I have made a Content Poll-- it's not long, and if you don't like any of the options you can totally post a comment here instead. It asks about etiquette regarding Dreamwidth/LiveJournal communities, Fanlore pages, Fanlore-found links, and what to do when an Original Poster is not available for contact.

All these questions assume the post being linked is not locked or private, and that the entity doing the linking is a newsletter.

Edit: Some further context for why linking and linking permissions is so hotly debated in fandom (Fanlore).

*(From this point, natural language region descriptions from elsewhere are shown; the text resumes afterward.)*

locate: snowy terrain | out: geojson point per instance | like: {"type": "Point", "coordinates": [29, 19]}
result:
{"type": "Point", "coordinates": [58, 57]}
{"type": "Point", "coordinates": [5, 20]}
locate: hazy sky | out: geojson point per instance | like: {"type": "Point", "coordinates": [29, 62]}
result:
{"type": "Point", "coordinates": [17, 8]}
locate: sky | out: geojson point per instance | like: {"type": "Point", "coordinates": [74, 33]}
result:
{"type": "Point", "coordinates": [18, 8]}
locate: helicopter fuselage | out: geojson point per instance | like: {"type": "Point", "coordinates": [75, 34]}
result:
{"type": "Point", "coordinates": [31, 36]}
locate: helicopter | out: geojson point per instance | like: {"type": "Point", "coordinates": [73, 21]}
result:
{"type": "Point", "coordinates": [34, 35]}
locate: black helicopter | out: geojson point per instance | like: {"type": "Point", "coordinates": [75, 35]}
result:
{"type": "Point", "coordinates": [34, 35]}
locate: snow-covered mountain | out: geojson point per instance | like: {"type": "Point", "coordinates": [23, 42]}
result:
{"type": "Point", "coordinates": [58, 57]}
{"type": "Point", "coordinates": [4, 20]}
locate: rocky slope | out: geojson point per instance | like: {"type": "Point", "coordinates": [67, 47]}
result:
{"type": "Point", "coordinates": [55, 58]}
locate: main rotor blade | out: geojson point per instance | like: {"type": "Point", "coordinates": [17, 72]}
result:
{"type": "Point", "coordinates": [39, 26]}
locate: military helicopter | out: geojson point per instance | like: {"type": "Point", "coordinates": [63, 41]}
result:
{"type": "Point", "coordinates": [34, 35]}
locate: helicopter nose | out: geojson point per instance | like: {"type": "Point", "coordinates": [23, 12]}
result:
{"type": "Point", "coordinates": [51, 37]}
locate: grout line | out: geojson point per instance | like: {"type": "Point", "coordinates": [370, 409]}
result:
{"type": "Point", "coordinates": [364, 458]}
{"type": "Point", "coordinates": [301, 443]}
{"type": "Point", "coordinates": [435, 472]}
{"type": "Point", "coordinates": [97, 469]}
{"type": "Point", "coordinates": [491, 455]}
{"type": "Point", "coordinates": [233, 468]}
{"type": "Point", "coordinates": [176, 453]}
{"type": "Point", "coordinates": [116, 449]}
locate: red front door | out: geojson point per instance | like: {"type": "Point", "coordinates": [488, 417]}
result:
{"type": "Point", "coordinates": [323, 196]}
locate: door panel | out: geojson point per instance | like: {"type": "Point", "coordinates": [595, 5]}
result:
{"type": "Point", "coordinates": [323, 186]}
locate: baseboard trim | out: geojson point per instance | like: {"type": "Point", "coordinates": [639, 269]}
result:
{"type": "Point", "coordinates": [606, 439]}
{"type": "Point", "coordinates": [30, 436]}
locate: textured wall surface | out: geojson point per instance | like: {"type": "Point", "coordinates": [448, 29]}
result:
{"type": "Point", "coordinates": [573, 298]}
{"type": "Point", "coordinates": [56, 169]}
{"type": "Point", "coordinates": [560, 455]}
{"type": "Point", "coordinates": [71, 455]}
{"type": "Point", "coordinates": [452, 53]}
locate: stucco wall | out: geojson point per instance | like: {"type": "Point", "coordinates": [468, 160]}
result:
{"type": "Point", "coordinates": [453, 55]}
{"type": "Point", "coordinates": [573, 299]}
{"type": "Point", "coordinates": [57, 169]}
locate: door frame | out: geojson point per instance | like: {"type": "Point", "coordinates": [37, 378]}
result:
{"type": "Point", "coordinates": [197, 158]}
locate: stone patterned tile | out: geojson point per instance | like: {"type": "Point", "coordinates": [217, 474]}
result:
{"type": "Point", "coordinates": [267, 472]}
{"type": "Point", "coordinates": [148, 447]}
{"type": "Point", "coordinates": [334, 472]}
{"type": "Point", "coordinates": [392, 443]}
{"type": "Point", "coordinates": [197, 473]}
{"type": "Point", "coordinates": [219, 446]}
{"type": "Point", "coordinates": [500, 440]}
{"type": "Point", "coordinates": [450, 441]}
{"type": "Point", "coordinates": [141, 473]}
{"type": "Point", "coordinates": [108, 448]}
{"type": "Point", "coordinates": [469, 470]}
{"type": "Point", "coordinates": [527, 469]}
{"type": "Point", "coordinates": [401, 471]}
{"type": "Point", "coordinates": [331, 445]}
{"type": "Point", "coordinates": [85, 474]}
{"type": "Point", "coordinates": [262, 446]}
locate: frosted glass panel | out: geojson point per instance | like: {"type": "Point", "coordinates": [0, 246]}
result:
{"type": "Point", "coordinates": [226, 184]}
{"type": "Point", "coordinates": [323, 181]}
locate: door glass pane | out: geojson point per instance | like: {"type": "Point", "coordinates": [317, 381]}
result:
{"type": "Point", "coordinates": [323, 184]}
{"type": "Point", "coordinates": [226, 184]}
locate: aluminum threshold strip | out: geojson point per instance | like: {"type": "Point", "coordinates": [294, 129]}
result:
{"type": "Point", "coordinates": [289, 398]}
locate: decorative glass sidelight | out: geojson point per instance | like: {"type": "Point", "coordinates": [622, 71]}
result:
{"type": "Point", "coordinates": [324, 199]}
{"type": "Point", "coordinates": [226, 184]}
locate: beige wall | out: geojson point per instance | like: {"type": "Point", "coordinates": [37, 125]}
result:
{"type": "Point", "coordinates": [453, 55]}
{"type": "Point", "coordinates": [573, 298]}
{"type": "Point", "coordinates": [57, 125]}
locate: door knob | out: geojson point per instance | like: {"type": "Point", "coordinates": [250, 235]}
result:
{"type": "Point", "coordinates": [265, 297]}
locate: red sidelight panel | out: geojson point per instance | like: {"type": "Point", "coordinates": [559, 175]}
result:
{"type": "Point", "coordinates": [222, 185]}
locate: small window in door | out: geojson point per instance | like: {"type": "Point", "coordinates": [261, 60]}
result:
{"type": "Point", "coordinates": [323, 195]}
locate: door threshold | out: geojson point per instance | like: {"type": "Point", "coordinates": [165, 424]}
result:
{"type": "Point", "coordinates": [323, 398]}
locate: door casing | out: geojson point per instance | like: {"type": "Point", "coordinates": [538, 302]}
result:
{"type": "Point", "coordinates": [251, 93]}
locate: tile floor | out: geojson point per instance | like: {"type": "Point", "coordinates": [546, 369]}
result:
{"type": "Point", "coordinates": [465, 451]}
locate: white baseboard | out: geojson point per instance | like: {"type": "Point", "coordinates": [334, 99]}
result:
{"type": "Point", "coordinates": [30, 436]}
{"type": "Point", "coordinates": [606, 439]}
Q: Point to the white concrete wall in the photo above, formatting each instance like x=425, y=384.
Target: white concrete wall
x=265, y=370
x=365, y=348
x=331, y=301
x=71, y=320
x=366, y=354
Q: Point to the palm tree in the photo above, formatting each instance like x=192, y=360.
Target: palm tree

My own answers are currently along the lines of: community posts are probably fine to link because they were posted widely to begin with; Fanlore pages made through explicit permission of OP is best, but for certain historical meta it's okay to link anyway; linking to Fanlore to provide further context is fine; no way to ask for permission means no link; if the OP has completely disappeared from fandom and/or online, it's fine to link their stuff.

But I want to know what you think! :)

The comments here are open, and I encourage you all to discuss your thoughts with me and with each other. We've had some really good discussions in the last few days, and I'm interested in seeing what you all think about these specific linking situations.

If you can think of anything else that might be missing from either the poll or the editorial guidelines, please let me know.

Thank you! ♥

Date: 2019-01-27 03:48 pm (UTC)
elrhiarhodan: (Default)
From: [personal profile] elrhiarhodan
I put this thought in the poll, but wanted to make it a bit more visible.

Taking the lack of privacy controls as permission to link an older post can be a wrong approach, particularly for LJ/IJ/DW. Journalers may have not locked their posts on the belief that since they have only a limited group of "friends", their words will have a limited audience, and as time passes, that audience would dwindle down to zero. Particularly if the journaler had opted out of being searchable.

It's a version of "security through obscurity".

But if a post on an old, defunct but still accessible account gets linked by a popular blog, that intent - security through obscurity - is voided.

For older content (2 years +), if you can't reach a post owner, no matter how relevant the post, don't link. This goes for commentary in a defunct community, too. Let the dead stay dead if you don't have permission to resurrect.